Limit --concurrent-service-syncs to 1

feiskyer commented 4 years ago

What happened:

Refer https://github.com/kubernetes/kubernetes/issues/84052#issuecomment-545215481.

After looking at logs provided by @MSSedusch, I think the root cause of the bug is the concurrent-service-syncs flag in your cloud-controller-manager. According to your log, it was set to 10, which means if there were multiple service-related changes queued up for reconciliation, they were processed concurrently.

In your case, since there was no existing Azure Load Balancer when the cluster was created, the two services were making two separate CreateOrUpdateLB requests to the Azure LB client concurrently. They were trying to create a load balancer with the same name but each request only contained one FrontendIPConfiguration. In the end, the latter request would overwrite the load balancer’s existing FrontendIPConfiguration, causing it to only have one FrontendIPConfiguration instead of two.

We should limit --concurrent-service-syncs to 1

What you expected to happen:

How to reproduce it:

Anything else we need to know?:

Environment:

Kubernetes version (use kubectl version):
OS (e.g. from /etc/os-release):
Kernel (e.g. uname -a):
Install tools:
Others:

JoelSpeed commented 8 months ago

@feiskyer I realise this is an old issue, but, do we think this would still be an issue today if we removed the limit of 1 concurrent reconcile?

It seems to me, rather than limiting the concurrency, we could actually solve the issue and make sure that shared resources are aware of one another. I know for example that the GCP LB implementation has a sense of this, and checks for other services and makes sure that shared resources are only operator on by one thread at a time, meanwhile other operations that are known to not interfere across the service boundary, can continue in parallel.

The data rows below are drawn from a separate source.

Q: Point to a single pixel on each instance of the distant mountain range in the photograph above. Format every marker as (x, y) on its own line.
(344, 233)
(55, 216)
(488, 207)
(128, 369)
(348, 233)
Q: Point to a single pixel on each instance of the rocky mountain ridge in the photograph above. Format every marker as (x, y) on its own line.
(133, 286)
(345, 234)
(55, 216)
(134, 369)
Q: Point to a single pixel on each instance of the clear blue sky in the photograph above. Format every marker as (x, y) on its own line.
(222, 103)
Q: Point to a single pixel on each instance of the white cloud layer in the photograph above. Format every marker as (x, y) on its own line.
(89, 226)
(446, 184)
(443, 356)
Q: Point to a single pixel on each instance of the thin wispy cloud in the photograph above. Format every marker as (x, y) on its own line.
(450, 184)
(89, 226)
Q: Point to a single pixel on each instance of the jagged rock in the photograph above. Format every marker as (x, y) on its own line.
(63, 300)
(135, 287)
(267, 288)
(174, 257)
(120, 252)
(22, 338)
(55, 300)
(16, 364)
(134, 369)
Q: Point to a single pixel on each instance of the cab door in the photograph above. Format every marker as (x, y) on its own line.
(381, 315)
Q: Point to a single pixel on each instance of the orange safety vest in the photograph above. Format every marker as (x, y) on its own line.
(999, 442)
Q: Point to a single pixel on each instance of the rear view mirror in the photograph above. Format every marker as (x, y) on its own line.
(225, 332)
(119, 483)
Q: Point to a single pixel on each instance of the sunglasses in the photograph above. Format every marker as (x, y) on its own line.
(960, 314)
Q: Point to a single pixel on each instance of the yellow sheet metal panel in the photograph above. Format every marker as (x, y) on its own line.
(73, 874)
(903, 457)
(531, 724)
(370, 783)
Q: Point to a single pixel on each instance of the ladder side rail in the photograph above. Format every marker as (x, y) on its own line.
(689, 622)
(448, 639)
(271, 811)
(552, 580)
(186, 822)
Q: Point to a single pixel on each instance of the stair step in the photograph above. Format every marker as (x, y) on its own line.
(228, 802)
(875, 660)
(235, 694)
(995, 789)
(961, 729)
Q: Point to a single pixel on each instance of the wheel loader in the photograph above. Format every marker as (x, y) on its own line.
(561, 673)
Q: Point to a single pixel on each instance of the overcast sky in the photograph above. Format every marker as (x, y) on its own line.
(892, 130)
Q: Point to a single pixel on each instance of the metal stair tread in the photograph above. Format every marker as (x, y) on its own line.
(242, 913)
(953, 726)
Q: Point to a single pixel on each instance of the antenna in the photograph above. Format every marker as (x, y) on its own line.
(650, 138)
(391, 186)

If the Azure code were to take into account the multiple frontend IPs of services/the simultaneous creation issue, could this limit be removed?

JoelSpeed commented 8 months ago

@feiskyer Our team have been testing the current codebase, but removing the limitation of creating concurrent service syncs. So far in our testing, we have tried 5, 10 and 20 concurrent creates of load balancer, from no public load balancer at all, and have not been seeing any issues with any of the services being created incorrectly. The load balancer frontend IPs and rules are all being set correctly.

Is it possible in the last 5 years that improvements to the code have meant that this fix to 1 service sync is no longer required?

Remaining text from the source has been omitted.